What Success Really Means to You

For you, success is rooted in your ability to interact with others and discover your own worth and value through the relationships you make. This involves much more than your personal relationships, and may ultimately take you into the public arena in some form; for other people, individually and collectively, are the driving force behind your sense of individual destiny. You feel most alive, and know that your life has a sense of meaning and purpose, only if you are actively involved in dialogue with others, improving their lives and your own, listening and understanding, leading and sharing. You would never feel fulfilled working purely for yourself and your own benefit. You are at your best when you can discover your own individuality through the mirror of others' feedback, and through the efforts you make to help them discover their unique abilities and gifts.

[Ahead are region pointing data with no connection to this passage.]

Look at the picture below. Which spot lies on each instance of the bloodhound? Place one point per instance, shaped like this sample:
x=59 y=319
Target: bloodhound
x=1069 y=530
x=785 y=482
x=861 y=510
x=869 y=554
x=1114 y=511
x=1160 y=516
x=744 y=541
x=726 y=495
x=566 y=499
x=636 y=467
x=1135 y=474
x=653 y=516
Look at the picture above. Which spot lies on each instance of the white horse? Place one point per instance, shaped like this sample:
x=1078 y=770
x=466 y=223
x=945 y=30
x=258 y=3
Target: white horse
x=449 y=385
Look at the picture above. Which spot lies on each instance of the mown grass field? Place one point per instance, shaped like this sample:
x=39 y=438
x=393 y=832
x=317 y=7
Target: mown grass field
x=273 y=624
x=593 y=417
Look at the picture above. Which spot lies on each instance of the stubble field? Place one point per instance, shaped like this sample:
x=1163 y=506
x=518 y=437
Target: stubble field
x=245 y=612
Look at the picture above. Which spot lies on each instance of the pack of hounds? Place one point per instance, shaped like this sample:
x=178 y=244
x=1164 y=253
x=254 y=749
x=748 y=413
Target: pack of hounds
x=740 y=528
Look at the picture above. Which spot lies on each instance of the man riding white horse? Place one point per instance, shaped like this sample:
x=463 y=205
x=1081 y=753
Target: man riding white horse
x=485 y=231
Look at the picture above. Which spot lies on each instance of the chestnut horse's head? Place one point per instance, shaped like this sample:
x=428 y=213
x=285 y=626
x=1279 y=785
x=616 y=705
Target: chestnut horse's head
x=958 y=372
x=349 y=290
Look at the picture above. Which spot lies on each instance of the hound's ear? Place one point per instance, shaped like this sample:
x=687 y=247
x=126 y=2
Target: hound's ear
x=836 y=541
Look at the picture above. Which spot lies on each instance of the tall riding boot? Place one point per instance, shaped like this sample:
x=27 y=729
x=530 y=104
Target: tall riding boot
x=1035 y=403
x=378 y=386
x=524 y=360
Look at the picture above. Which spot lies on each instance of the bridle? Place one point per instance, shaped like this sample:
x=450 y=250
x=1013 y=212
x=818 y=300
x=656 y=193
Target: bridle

You are interested in all the myriad means by which human beings interact on both individual and social levels, and nothing fascinates you more than the progress which comes from finding the clearest, fairest, most balanced perspective. You are a natural mediator and peacemaker, however much you might feel you must fight for peace; and truth, for you, always lies in the objectivity which comes from discussion and dialogue.

A certain diffidence and lack of self-confidence could lead you to be less than direct in your interaction with others, and the need to please could overwhelm real authenticity and creativity in your work. Worries about whether you have the right to feel "special" could cause you to betray your own ideals and beliefs, and fear of being "selfish" could make you give away too much of your own power in working situations. However, these anxieties could also serve a highly positive purpose, provided you do not stifle your need for individual self-expression. Your concern about selfishness could impel you to develop extremely high ethics in all your dealings with others, and your reluctance to appear too self-assertive could help you to develop many skills in diplomacy and teamwork which could contribute enormously to both your relationships with colleagues and the effectiveness of your work with others. Harmony and balance are ideals toward which, consciously or unconsciously, you will always strive, particularly through your dealings with others. Your true vocation must support your need for involvement in the development and destiny of other human beings.